The showdown between masked man Michael Myers and scream queen Laurie Strode has the epic makings of another Thrilla in Manila, and the roar of the hype can be cut with a knife and underscored with creepy synthesizers. David Gordon Green’s 2018 film Halloween (B) is a direct sequel to John Carpenter’s original same-named 1978 horror film, ignoring previous follow-ups, plot twists, remakes, reveals and reruns to simply pit boogeyman versus basket case all these years later. Think of nearly all that came after the original film including another 1981 direct sequel with Skywalker-level familial revelations as a long Bobby Ewing fever dream that showered the studios with lots of money for forty years. Jamie Lee Curtis’s paranoid protagonist has evolved from teen babysitter victim to gun-toting survivalist with an armored home and bunker suitable for either Y2K programming issues or cold-blooded intruders. Green paces the film nicely with a framing device of podcasters visiting the heartland scene of the crime and lightly explores the post-trauma domestic dramas inflicted on Laurie, especially with her distressed daughter played well by Judy Greer. Curtis gets a nice showpiece, and she’s a joy returning to the role that birthed her star. The gore and mayhem almost seem old-fashioned compared to more industrial strength torture porn of late, so it’s a horror film to be enjoyed and absorbed my multi-generational masses. There are ample slashes, shocks and scares plus some amusing characters in the ensemble but nothing extraordinarily breakthrough. It’s not quite a scary as expected, but the biggest trick and treat is it’s an entertaining throwback.

“Hereditary” a Horror Knockout

Ari Aster’s suspense drama Hereditary (B+) is a stunner, upending many expectations of typical horror movies for something even more raw: delving into the experience of losing loved ones, exploring compartmentalization of pain and unearthing abnormalities lurking in one’s family tree. The film deserves comparisons with The Shining and The Exorcist and showcases a master performance by Toni Collette as the troubled mother of two (Milly Shapiro and Alex Wolff, really effective). Gabriel Byrne is ho-hum as the family dad (someone needed to be the straight man, I suppose), and Ann Dowd is superb as a neighbor in grief. The film is a slow-burn downer of the first order but splendidly cinematic, and it builds to quite a crescendo. The production values, from art direction to music, build a brooding mood. The film relies heavily on Collette to sell some far-fetched sequences of spiritualism and to take her character way out on a limb. She delivers in spades. From the first moments set in miniature dollhouses to an epic denouement, the film gets bigger in its ambitions. Fans of the original Friday the 13th may even find echoes in its origin story. This is recommended for aficionados of great drama, and I hope horror fans will like it too.

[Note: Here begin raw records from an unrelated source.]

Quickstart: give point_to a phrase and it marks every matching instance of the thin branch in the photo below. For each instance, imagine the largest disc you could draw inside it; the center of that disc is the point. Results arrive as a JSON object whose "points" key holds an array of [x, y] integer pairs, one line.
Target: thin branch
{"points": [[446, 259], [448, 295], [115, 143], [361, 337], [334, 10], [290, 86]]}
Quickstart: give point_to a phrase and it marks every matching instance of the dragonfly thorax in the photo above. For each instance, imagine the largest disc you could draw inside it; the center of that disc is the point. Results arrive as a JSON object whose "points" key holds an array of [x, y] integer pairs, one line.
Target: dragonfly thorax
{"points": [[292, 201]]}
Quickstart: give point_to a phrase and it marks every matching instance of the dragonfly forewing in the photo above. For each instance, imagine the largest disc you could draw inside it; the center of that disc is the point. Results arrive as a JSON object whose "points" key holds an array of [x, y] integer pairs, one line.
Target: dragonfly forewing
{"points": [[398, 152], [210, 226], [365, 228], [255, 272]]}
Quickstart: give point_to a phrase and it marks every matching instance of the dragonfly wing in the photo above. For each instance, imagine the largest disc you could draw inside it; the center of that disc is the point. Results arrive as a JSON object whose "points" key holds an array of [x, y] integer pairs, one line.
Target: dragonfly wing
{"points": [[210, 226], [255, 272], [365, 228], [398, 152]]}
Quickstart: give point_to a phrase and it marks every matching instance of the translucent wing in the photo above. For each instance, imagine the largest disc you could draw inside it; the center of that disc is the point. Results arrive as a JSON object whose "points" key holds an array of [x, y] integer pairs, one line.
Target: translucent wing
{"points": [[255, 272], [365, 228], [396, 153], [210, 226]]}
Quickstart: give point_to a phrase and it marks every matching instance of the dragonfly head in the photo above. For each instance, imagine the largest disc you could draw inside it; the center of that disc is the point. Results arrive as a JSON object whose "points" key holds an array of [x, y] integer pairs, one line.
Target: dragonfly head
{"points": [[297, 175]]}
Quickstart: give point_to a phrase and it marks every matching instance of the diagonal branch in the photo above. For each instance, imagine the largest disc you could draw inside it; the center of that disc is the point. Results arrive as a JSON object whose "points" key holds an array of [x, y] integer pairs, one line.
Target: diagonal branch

“A Quiet Place” a Crackling Original Thriller

Have you heard? A popular new film genuinely nails how fiercely parents will fight for the safety of their offspring. And the fact that the ultimate fight is staged in near-silence brings great power and resonance to the proceedings. John Krasinski directs, co-writes and stars in A Quiet Place (A), a taut and surprisingly tender thriller following a family who must live life in silence while hiding from creatures that hunt by sound. In career best performances, he and Emily Blunt are astonishingly effective as the protective parents, and the child actors are good too in a world they make very believable. There’s an urgency and economy to every sequence, whether horrific or heartfelt, and a lean logic to the film’s dystopian, supernatural milieu. It’s a rare mainstream movie of undeniable craft and nonstop upping of the ante, especially with the built-in limits about how sound is muted or conserved for much of the film’s breakneck duration. The filmmakers get very creative with ways for the characters to communicate, from sign language to subtitles to knowing glances. There are also psychological underpinnings that elevate the movie to master status. It’s a great cinematic offering with scares and heart whether you generally like horror films or not.